Improbably, in the 76th minute, Maurice Edu played a long ball to Juan Agudelo. He knocked it down for Michael Bradley, whose searing volley dinked off the near post and into the net to equalize. Stunned, Russia pursued the go-ahead goal with fresh gusto. It got an assist in its quest from Goodson, who stupidly and unnecessarily bundled over Artem Dzyuba in the box in the 83rd minute when Howard had the play covered. Roman Shirokov converted and that, it appeared, was that.

But in the 93rd minute — with time ticking down as it always seems to in the seminal moments of any sporting contest between the US and Russia — yet another high ball from Bradley into the Russian box fell for Mix Diskerud, whose shot was deflected and trickled into the net to put the final score on the board.
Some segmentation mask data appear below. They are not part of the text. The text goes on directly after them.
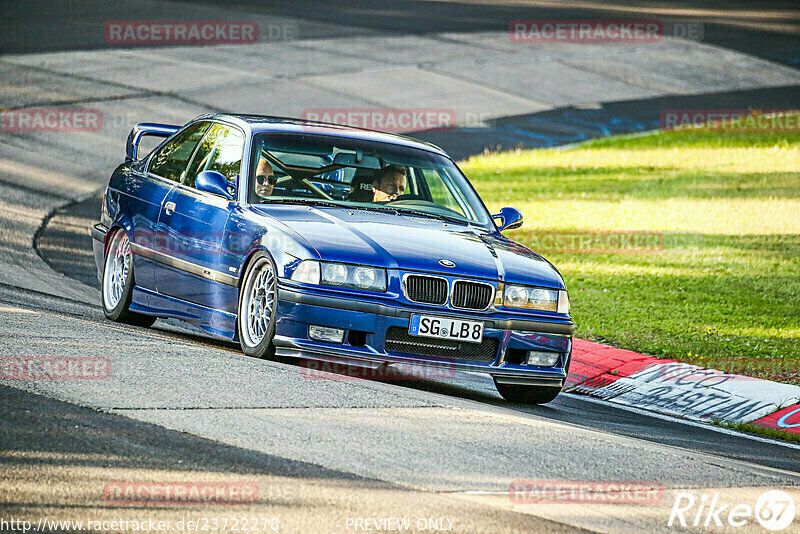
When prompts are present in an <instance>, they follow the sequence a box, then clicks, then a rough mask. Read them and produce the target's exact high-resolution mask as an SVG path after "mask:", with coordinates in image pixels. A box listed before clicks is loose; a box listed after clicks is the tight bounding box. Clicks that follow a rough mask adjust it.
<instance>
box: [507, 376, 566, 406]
mask: <svg viewBox="0 0 800 534" xmlns="http://www.w3.org/2000/svg"><path fill="white" fill-rule="evenodd" d="M494 387H496V388H497V392H498V393H500V395H501V396H502V397H503V398H504V399H505V400H507V401H508V402H517V403H522V404H546V403H548V402H550V401H552V400H555V398H556V397H558V394H559V393H561V388H554V387H546V386H517V385H511V384H498V383H497V380H495V381H494Z"/></svg>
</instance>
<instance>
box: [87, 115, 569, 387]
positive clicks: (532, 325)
mask: <svg viewBox="0 0 800 534" xmlns="http://www.w3.org/2000/svg"><path fill="white" fill-rule="evenodd" d="M145 136H156V137H160V138H164V140H163V141H162V142H161V143H160V144H159V145H158V146H157V147H156V148H155V149H154V150H153V151H152V152H151V153H150V154H148V155H146V156H143V157H141V156H140V154H139V144H140V141H141V140H142V138H143V137H145ZM521 224H522V215H521V214H520V212H519V211H517V210H516V209H514V208H504V209H502V210H501V211H500V213H499V214H496V215H490V214H489V212H488V211H487V209H486V207H485V206H484V204H483V202H482V201H481V199H480V197H478V195H477V193H476V192H475V190H474V188H473V187H472V186H471V184H470V183H469V182H468V181H467V179H466V177H465V176H464V175H463V174H462V173H461V171H460V170H459V169H458V167H457V166H456V165H455V163H454V162H453V160H452V159H450V157H448V155H447V154H445V153H444V151H442V150H441V149H439V148H437V147H435V146H433V145H430V144H427V143H423V142H420V141H417V140H414V139H411V138H408V137H403V136H398V135H392V134H386V133H379V132H374V131H368V130H361V129H357V128H348V127H343V126H337V125H332V124H324V123H314V122H307V121H300V120H294V119H285V118H277V117H265V116H252V115H229V114H212V115H204V116H201V117H198V118H196V119H195V120H193V121H191V122H190V123H188V124H186V125H185V126H172V125H166V124H153V123H142V124H138V125H136V126H135V127H134V128H133V130H132V131H131V133H130V136H129V137H128V142H127V157H126V161H125V163H123V164H121V165H120V166H119V167H117V169H116V170H115V171H114V173H113V175H112V176H111V180H110V182H109V184H108V188H107V189H106V192H105V196H104V199H103V205H102V208H101V215H100V222H99V223H98V224H96V225H94V226H93V227H92V228H91V235H92V237H93V244H94V255H95V259H96V262H97V270H98V277H99V280H100V281H101V285H102V306H103V310H104V312H105V315H106V317H108V318H109V319H111V320H113V321H120V322H125V323H131V324H138V325H145V326H150V325H152V324H153V322H154V321H155V319H156V318H157V317H172V318H178V319H182V320H185V321H188V322H191V323H193V324H195V325H197V326H199V327H200V328H202V329H204V330H206V331H207V332H209V333H211V334H213V335H216V336H221V337H223V338H226V339H229V340H238V342H239V343H240V344H241V347H242V350H243V351H244V353H245V354H247V355H250V356H255V357H259V358H264V357H270V356H273V355H277V356H284V357H286V356H290V357H299V358H307V359H310V360H322V361H325V362H331V363H337V364H347V365H348V366H356V367H364V368H369V369H377V368H383V367H385V366H398V365H403V364H409V363H413V364H419V365H426V366H433V367H436V368H438V367H447V368H449V369H456V370H464V371H472V372H480V373H487V374H489V375H491V376H492V378H493V379H494V382H495V385H496V386H497V389H498V391H499V392H500V394H501V395H502V396H503V397H504V398H505V399H507V400H509V401H512V402H528V403H544V402H549V401H551V400H553V399H554V398H555V397H556V396H557V395H558V393H559V392H560V391H561V387H562V385H563V382H564V380H565V378H566V375H567V369H568V367H569V361H570V353H571V348H572V332H573V329H574V324H573V322H572V317H571V316H570V313H569V299H568V296H567V291H566V288H565V286H564V281H563V279H562V277H561V275H560V274H559V273H558V271H557V270H556V269H555V267H553V265H551V264H550V263H549V262H548V261H546V260H545V259H543V258H542V257H541V256H539V255H538V254H536V253H535V252H533V251H531V250H529V249H527V248H526V247H524V246H522V245H520V244H518V243H516V242H514V241H512V240H510V239H508V238H506V237H504V236H503V235H502V234H501V232H502V231H503V230H510V229H513V228H518V227H519V226H520V225H521Z"/></svg>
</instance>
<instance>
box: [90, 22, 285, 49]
mask: <svg viewBox="0 0 800 534" xmlns="http://www.w3.org/2000/svg"><path fill="white" fill-rule="evenodd" d="M273 31H274V30H273ZM260 34H261V32H260V31H259V25H258V24H257V23H256V22H254V21H249V20H112V21H109V22H106V23H105V26H104V28H103V37H104V40H105V42H106V43H107V44H110V45H148V44H150V45H190V44H249V43H255V42H258V41H259V36H260Z"/></svg>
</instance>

In spite of a somewhat positive outcome against the ninth-ranked team in the world, the issues that have marred Jurgen Klinsmann’s reign as US head coach — initiated to take the team to a higher level, as you’ll recall — permeated his team’s play once more.

The Russians easily played through the American defense, which often was bailed out by offside calls, both accurate and not. They found room to make runs through and space to find others in with disconcerting ease.

By fielding three natural holding midfielders and just one pure winger, a visibly nervous debutant in Joshua Gatt at that, Klinsmann’s ill-fitting 4-3-3 formation isolated his strikers Herculez Gomez and Jozy Altidore. The latter did useful work by knocking down and holding up the ball but had little support. Ball circulation was exceptionally poor, with only Bradley — as usual — distinguishing himself in the middle. To provoke any sort of danger, the US had to play Route 1, pumping high balls over the top. This was not what we were promised when Klinsmann took over.

And while the US may have scored two goals, the attack floundered, making few demands on an unimposing Russian back line. It got its tallies courtesy of hopeful efforts by trailing midfielders who got deflections from the post and a defender, respectively. That isn’t to diminish Bradley’s world-class strike, but it does serve to illustrate that the goals were unconventional and somewhat lucky.

With 2012 in the books for the US, the Klinsmann experiment is at a crossroads. In 2013, it will contest the Gold Cup and endeavor to qualify for the 2014 World Cup. But in the affair with Russia, the US looked like a team overly reliant on the spare class of Howard and Bradley once again.

Going into a crucial year, the questions this team has left unanswered still far overshadow the responses it has mustered.